RÉALISATION

BRENAC & GONZALES & ASSOCIÉS

 

Le nouveau pôle administratif du CHU de Poitiers est un lieu de rencontres et d’interactions, bref une agora. Conçu pour Brenac & Gonzalez & Associés, l’édifice est l’occasion pour l’agence parisienne de dénoncer les codes convenus de l’immobilier tertiaire. Explications.

Brenac & Gonzalez. Le nom est souvent associé à un contexte urbain, dense et parisien… voire Grand-Parisien. L’agence consent toutefois à quelques sorties ici et là, en région. À Poitiers, par exemple, où le contexte se fait détonnant, tant et si bien d’ailleurs qu’il bouleverse toutes les habitudes. En effet, la parcelle promise lors du concours se positionnait au cœur d’un vaste CHU, plus encore sur un terrain situé aux limites de la ville. Par delà l’enceinte du centre hospitalier, champs et forêts dominent encore le paysage. « Dès la première visite de site, nous avons compris que nous devions composer avec un environnement magnifique », souligne Stefan Tuchila, architecte. Le crayon trace alors les contours d’un bâtiment qui serait « un geste souple ». L’homme de l’art évoque volontiers « délicatesse » et « sensualité » pour définir le parti pris adopté. In fine, tous, à l’agence, se sont accordés pour « poser » le nouveau centre administratif du CHU sur sa parcelle plutôt que de l’y enfoncer brutalement. « De fait, nous avons imaginé des surfaces courbes, un élément que nous avons sorti de notre vocabulaire, à force de travailler dans des contextes denses et urbains », précise l’architecte.

 

Le point fort du projet réside dans son esthétique certes, mais surtout dans la bonne gestion du programme. En réalité, il s’agissait de réunir en un seul point toutes les administrations dispersées sur l’ensemble du CHU. Le désir était de mutualiser les services mais aussi d’avoir la possibilité de se rencontrer, du moins, de se croiser. Le cahier des charges fixait donc, noir sur blanc, la réalisation d’un vaste hall en rez-de-jardin avec l’obligation d’y introduire un tant soit peu de végétation. À la lecture de cette demande raisonnée et raisonnable, Brenac & Gonzalez a fait le choix de dire non.

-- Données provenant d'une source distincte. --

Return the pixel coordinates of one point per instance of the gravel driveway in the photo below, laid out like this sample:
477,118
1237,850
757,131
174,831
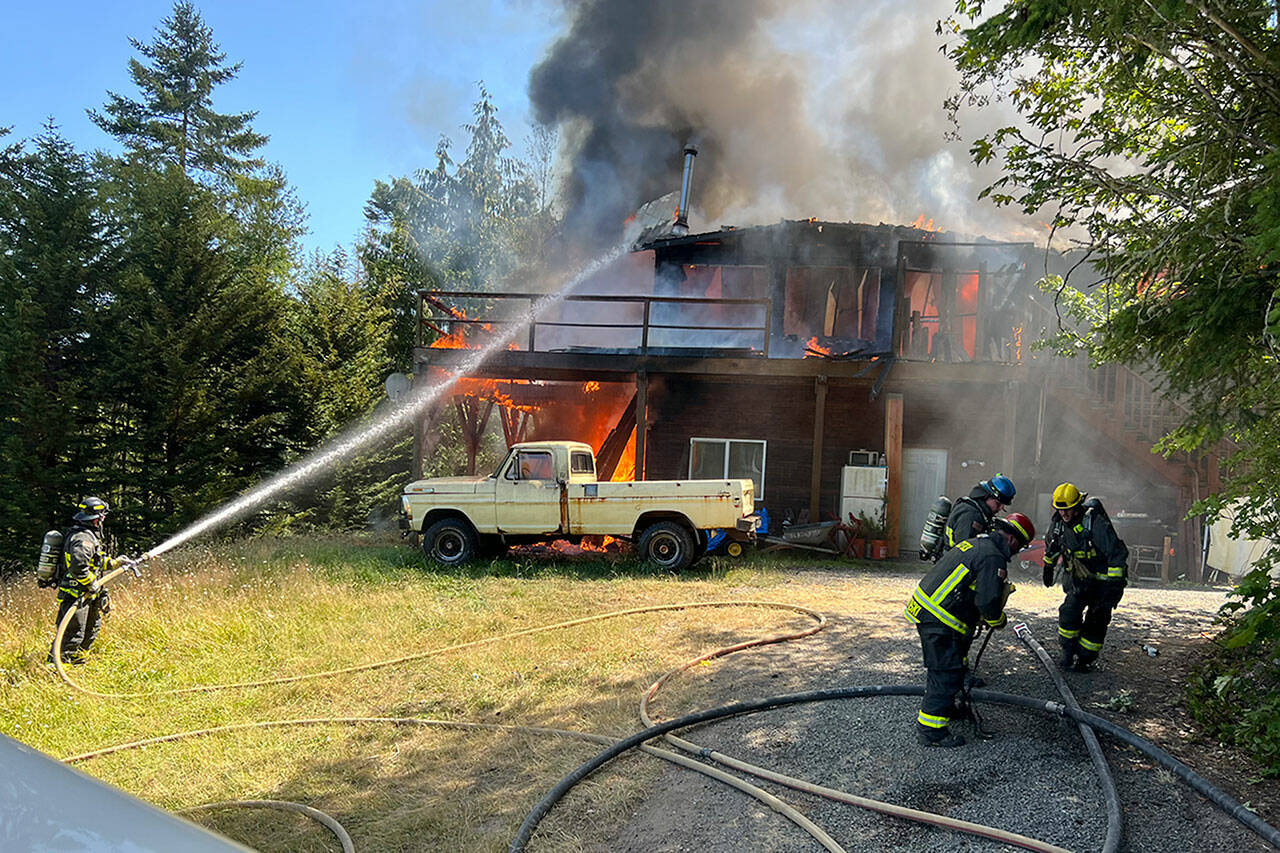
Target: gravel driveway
1034,778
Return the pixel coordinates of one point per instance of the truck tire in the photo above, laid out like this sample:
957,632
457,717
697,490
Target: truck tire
668,546
449,542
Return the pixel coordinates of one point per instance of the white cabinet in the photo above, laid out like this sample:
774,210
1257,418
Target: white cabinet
862,489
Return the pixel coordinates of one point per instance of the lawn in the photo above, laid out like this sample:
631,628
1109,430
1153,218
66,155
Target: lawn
261,610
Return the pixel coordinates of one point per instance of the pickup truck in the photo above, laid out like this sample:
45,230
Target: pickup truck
544,491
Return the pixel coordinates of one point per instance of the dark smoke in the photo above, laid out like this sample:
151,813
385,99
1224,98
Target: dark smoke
801,108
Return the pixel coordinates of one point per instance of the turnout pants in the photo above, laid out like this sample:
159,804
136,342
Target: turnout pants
83,626
945,662
1084,615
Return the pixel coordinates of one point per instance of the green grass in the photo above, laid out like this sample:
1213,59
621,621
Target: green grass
265,609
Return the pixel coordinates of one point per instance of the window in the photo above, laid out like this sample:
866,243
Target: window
531,465
831,301
942,314
727,459
580,463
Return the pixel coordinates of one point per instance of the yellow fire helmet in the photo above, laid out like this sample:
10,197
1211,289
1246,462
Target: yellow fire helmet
1066,496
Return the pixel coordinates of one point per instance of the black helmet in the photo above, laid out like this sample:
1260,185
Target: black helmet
92,509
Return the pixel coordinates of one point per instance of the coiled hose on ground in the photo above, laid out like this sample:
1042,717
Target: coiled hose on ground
1198,783
1110,797
617,747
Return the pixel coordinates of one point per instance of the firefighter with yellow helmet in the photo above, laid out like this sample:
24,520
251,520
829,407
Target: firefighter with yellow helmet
1096,570
83,562
968,584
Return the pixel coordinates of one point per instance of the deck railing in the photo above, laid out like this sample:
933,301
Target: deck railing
635,323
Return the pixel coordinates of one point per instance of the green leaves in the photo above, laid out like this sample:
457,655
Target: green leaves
1153,129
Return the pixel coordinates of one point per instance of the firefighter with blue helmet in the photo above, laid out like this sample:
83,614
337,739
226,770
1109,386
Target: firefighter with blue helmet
973,514
1096,570
83,564
967,588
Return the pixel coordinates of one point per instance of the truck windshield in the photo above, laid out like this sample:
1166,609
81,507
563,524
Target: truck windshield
531,465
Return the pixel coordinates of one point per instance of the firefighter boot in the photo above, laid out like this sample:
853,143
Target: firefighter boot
944,737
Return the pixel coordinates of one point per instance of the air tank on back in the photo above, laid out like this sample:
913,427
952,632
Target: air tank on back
935,527
50,551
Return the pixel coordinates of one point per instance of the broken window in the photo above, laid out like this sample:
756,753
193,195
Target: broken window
831,301
727,459
580,463
531,465
941,314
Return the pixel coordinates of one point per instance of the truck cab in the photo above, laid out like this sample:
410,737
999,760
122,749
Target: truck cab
548,491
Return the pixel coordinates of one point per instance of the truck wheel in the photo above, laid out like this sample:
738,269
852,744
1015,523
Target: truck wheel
668,546
449,542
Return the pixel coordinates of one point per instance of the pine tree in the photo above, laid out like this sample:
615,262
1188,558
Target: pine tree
174,119
58,267
201,356
202,314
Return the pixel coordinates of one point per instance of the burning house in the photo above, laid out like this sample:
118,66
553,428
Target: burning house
832,364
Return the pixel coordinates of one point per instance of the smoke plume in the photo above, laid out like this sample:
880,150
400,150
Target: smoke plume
800,108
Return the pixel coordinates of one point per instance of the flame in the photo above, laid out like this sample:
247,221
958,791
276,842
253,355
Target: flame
814,350
626,469
460,338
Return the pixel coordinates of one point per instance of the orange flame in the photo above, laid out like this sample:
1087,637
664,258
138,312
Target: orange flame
814,350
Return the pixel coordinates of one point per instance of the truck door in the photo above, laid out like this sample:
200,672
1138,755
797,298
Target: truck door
529,496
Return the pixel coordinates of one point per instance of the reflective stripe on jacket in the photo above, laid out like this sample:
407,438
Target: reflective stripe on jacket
1091,542
967,584
83,557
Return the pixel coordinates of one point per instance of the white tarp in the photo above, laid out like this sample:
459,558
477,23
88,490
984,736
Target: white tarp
1233,556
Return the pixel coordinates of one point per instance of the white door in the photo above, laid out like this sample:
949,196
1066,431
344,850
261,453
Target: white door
924,478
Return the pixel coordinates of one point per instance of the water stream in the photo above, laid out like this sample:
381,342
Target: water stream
360,437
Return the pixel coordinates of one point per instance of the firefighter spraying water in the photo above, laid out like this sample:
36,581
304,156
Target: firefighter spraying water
78,565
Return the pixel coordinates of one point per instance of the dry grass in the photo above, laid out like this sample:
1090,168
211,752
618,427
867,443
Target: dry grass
264,609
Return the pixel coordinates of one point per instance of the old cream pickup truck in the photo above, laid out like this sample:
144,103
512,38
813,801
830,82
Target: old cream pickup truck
545,491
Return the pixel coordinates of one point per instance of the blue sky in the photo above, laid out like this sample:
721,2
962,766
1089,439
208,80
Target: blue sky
350,92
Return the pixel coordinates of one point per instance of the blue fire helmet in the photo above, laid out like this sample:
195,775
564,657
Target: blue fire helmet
91,509
1001,488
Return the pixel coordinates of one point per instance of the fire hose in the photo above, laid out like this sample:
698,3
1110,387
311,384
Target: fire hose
1115,820
617,747
1198,783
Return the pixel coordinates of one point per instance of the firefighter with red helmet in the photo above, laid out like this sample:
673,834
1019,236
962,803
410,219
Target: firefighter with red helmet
1096,570
967,587
83,562
973,514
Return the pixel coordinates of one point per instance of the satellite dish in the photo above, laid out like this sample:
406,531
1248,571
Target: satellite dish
396,386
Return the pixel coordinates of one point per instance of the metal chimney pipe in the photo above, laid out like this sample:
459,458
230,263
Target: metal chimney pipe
681,226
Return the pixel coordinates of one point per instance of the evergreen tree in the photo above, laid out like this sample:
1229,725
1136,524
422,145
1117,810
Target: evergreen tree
58,263
208,332
342,324
202,313
174,121
458,226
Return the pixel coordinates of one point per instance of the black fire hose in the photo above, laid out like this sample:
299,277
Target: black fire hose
1110,797
1198,783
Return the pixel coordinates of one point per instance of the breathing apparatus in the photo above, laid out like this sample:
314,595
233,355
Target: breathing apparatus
935,525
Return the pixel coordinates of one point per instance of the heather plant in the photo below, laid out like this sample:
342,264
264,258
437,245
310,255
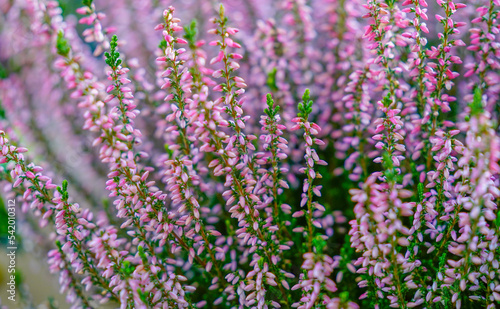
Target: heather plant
254,154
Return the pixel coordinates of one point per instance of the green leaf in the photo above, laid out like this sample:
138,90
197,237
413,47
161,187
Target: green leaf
62,45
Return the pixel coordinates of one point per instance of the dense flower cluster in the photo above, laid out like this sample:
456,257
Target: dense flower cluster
268,154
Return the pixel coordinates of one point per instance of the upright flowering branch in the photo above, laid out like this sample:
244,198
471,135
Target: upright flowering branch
182,178
74,226
476,241
311,158
274,145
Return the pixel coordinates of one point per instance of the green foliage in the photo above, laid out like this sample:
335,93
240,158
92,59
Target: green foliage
113,57
3,219
87,2
64,189
271,80
476,107
3,72
271,110
191,32
62,45
319,243
420,188
162,45
305,107
387,100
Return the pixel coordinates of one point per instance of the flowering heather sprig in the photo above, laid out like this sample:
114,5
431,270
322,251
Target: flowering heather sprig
274,146
96,33
478,194
218,204
72,224
311,158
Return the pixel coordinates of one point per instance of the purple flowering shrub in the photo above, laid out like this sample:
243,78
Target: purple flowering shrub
268,154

Réellement ? Oui, et pour faire mieux : un atrium.

Le nouveau centre administratif du CHU ©Stefan Tuchila

 

Derrière la parcelle, débute la forêt. Voilà donc cette « végétation » qu’il fallait faire pénétrer au cœur de l’ensemble administratif. Bien plus grandiose et bien plus spectaculaire qu’une petite jardinière. Pour ce faire, l’agence parisienne a imaginé un cadrage monumental sur trois niveaux ! L’intention coupe le souffle d’un jury qui a, sans hésiter, retenu la belle proposition. « Tous les bureaux ont été placés dans deux corps de bâtiment en forme de peigne situés de part et d’autres du vide central. Tous sont reliés entre eux par des passerelles implantées de façon stratégique », souligne Stefan Tuchila. Ainsi, « tous les déplacements sont optimisés », assure-t-il. Cette finesse apportée au plan peut surprendre. Elle s’explique volontiers par la bonne connaissance de l’utilisateur. « Nous maîtrisons la conception de bureaux anonyme réalisé dans le cadre d’opération en blanc mais cette fois-ci l’usager nous était connu et nous pouvions dès lors être au plus près de ses demandes. Ils ont par conséquent un bâtiment autrement plus audacieux », reconnaît l’architecte.

 

Ce résultat intimement lié aux exigences d’une administration n’est-il toutefois pas trop individualisé ? Le sur-mesure n’est-il pas le risque d’une trop grande rigidité en vue d’un éventuel changement ? « Nous avons imaginé le système le plus flexible. Aujourd’hui les bureaux peuvent être, par exemple, aisément décloisonnés. Pour cela nous avons travaillé une trame de 1,20 mètre au lieu des 1,35 mètre habituel ainsi qu’une dalle active nous évitant l’installation contraignante de radiateurs dans tout le bâtiment », explique Stefan Tuchila. Pour l’agence Brenac & Gonzalez et associés, ce projet est une belle démonstration. Il illustre à lui seul l’intérêt – sinon la pertinence – d’aller bien au-delà des standards.